Someone just starting out with Batwoman would do well to begin with Batwoman: Elegy. This volume deals with both her then-current interaction with the Religion of Crime, and goes through extensive flashbacks of her childhood and training. Elegy quickly establishes her character, giving Kate Kane both a sense of duty and honor instilled from her upbringing and West Point and the Bat Family drive to combat crime, but also familial tensions that humanize the character. Elegy also stands well on its own, making it an ideal introduction to Batwoman.
After Elegy, her self-titled series is the logical next step. Without any major crossovers with the rest of the Batman Family, Batwoman as a series is basically a stand-alone effort, and thus well-contained.
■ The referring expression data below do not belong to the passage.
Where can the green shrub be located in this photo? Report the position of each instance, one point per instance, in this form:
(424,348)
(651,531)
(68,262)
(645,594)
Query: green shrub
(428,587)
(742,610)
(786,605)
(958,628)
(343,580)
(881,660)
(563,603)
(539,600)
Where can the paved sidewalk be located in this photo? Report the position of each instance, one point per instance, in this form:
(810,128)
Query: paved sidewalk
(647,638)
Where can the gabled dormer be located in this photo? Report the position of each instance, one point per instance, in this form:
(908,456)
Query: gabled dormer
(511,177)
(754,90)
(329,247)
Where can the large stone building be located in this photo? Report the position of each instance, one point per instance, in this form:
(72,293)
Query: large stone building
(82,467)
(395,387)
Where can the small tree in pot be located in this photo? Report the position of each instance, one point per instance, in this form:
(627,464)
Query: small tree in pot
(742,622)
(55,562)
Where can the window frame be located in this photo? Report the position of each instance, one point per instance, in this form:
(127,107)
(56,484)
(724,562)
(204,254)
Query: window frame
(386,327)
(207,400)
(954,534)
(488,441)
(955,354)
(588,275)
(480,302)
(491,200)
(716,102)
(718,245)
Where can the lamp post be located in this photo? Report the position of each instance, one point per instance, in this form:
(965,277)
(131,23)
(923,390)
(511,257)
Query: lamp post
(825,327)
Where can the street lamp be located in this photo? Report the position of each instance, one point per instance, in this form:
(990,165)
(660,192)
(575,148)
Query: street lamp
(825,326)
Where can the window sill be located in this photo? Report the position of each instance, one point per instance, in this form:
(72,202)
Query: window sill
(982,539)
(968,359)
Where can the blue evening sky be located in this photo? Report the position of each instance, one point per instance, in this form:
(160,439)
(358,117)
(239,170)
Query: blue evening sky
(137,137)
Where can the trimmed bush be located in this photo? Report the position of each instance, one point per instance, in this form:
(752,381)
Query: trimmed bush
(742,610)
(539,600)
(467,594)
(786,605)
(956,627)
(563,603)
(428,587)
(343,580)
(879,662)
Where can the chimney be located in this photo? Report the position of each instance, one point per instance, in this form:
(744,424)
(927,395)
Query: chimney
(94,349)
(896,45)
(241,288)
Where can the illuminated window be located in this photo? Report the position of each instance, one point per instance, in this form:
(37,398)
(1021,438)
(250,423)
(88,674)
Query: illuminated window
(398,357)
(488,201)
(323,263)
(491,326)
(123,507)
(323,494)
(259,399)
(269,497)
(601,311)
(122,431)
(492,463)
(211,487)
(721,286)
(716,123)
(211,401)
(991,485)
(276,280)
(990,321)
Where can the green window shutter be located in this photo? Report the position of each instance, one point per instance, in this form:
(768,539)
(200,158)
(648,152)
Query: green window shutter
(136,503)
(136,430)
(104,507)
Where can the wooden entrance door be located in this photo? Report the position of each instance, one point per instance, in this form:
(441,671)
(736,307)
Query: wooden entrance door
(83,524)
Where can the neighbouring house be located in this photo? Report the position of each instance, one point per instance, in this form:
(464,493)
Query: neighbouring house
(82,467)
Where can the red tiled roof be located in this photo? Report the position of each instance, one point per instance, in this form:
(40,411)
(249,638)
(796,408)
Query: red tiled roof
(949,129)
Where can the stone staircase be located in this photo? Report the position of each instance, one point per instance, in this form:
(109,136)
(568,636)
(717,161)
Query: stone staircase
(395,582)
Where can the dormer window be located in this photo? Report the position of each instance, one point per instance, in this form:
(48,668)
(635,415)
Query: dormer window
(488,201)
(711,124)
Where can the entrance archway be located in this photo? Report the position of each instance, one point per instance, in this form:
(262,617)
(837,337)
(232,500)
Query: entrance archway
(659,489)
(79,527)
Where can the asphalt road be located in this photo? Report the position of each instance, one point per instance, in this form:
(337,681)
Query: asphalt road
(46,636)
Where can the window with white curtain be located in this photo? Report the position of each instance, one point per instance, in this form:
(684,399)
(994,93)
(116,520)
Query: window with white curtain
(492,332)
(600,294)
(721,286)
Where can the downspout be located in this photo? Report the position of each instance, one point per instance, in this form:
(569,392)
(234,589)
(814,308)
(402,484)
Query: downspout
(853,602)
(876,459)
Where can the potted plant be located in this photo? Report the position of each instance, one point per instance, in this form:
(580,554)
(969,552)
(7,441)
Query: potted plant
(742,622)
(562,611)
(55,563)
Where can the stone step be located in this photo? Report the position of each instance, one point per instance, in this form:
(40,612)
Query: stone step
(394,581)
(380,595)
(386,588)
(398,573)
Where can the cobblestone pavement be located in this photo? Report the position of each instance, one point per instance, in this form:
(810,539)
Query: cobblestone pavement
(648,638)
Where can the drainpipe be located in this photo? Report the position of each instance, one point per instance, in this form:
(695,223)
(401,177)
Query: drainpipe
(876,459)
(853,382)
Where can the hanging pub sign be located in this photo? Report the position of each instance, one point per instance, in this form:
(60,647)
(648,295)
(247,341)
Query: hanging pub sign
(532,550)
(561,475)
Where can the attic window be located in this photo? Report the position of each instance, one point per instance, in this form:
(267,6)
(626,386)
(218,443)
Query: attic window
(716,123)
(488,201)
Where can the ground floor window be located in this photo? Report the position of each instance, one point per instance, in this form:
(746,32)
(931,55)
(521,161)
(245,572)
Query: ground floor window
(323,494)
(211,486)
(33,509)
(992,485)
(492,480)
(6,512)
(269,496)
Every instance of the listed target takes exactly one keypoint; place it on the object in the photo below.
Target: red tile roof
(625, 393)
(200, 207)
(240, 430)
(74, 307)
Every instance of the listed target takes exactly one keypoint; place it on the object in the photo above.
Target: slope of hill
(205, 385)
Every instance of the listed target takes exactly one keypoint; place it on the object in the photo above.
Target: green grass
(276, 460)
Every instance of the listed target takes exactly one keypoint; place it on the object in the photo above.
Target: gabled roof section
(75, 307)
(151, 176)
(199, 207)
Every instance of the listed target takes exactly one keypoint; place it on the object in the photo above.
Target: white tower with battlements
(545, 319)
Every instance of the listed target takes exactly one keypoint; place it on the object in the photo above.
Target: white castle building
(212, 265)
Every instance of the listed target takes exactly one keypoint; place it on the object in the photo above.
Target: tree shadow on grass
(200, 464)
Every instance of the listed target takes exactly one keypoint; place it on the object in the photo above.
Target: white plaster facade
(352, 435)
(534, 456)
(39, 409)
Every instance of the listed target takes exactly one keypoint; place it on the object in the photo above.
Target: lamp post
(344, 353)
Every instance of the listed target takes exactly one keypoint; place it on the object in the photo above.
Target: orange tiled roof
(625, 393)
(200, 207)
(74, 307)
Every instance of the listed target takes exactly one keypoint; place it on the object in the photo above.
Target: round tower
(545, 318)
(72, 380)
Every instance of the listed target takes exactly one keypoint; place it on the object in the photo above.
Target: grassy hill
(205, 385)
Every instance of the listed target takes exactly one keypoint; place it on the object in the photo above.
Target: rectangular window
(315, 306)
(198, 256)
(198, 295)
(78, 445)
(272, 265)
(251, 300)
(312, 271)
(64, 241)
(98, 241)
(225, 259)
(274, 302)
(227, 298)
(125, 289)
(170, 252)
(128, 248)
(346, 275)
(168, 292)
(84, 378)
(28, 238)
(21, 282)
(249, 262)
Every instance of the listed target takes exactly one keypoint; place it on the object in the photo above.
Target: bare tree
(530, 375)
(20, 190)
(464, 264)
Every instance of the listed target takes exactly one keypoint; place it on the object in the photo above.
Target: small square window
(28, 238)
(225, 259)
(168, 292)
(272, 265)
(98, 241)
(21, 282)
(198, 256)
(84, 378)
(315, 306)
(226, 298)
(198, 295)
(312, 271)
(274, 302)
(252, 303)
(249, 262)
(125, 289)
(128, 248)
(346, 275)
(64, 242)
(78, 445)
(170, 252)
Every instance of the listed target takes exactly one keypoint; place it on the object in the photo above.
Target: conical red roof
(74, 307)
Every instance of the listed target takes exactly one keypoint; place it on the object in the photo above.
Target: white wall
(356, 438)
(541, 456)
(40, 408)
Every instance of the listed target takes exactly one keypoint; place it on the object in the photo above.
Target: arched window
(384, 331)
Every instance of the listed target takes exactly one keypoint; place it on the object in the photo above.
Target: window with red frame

The art is vividly colored, detailed, and very dynamic, and is probably the series' greatest strength, but the writing is usually strong as well, the narrative flows well, and Batwoman stays a consistently engrossing series.
Batwoman's first storyline in 52 is most helpful in showing her relationship with Renee Montoya and the introduction of the Religion of Crime, but her appearance and characterization are somewhat different as opposed to her later stories. She first appears in issue #7, in costume in #11, and is central to the plot of #48, but her appearances tend to be scattered and secondary compared to the other superheroes. Elegy does a good job of filling the reader in on what has occurred to Batwoman, so a casual reader need not search out her earlier appearances, but the 52 issues and the storylines like Flashpoint that follow will intrigue someone looking to see how the character has changed over time.